ECLI:NL:RBDHA:2019:14662
Rechtbank Den Haag
- Bodemzaak
- Rechtspraak.nl
Niet-ontvankelijkheid van het beroep tegen terugkeerbesluit en inreisverbod wegens gebrek aan contact met gemachtigde
In deze zaak heeft de Rechtbank Den Haag op 6 december 2019 uitspraak gedaan in een bestuursrechtelijke procedure betreffende een terugkeerbesluit en een zwaar inreisverbod van tien jaar tegen een Albanese eiser.

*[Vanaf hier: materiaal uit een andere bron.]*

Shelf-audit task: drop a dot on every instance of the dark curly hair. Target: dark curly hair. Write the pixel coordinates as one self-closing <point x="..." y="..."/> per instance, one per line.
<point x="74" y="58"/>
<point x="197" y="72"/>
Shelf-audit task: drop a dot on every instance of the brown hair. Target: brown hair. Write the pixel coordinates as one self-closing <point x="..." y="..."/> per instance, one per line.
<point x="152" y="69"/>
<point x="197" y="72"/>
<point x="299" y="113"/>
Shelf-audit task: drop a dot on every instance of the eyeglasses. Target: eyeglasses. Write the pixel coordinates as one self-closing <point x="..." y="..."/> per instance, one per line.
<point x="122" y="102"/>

De eiser, geboren in 1972, had op 8 januari 2019 beroep ingesteld tegen het besluit van de staatssecretaris van Justitie en Veiligheid, dat op 11 december 2018 was genomen. Dit besluit hield in dat de eiser Nederland moest verlaten en dat hem een inreisverbod werd opgelegd. Tijdens de zitting op 7 november 2019 is de eiser niet verschenen, noch zijn gemachtigde, mr. C.L.J.M. Wilhelmus, die eerder had aangegeven geen contact meer te hebben met de eiser. De rechtbank heeft ambtshalve onderzocht of de eiser nog belang had bij een inhoudelijke beoordeling van zijn beroep. Gezien het gebrek aan communicatie tussen eiser en zijn gemachtigde, en het feit dat beide partijen niet op de zitting aanwezig waren, concludeerde de rechtbank dat de eiser kennelijk geen prijs meer stelde op een inhoudelijke beoordeling van het beroep. De rechtbank heeft daarom het beroep niet-ontvankelijk verklaard, zonder in te gaan op de inhoudelijke gronden van het bestreden besluit. Tevens is er geen aanleiding gezien voor een proceskostenveroordeling. De uitspraak is openbaar gedaan en partijen zijn op de hoogte gesteld van hun recht om binnen vier weken hoger beroep in te stellen bij de Afdeling bestuursrechtspraak van de Raad van State.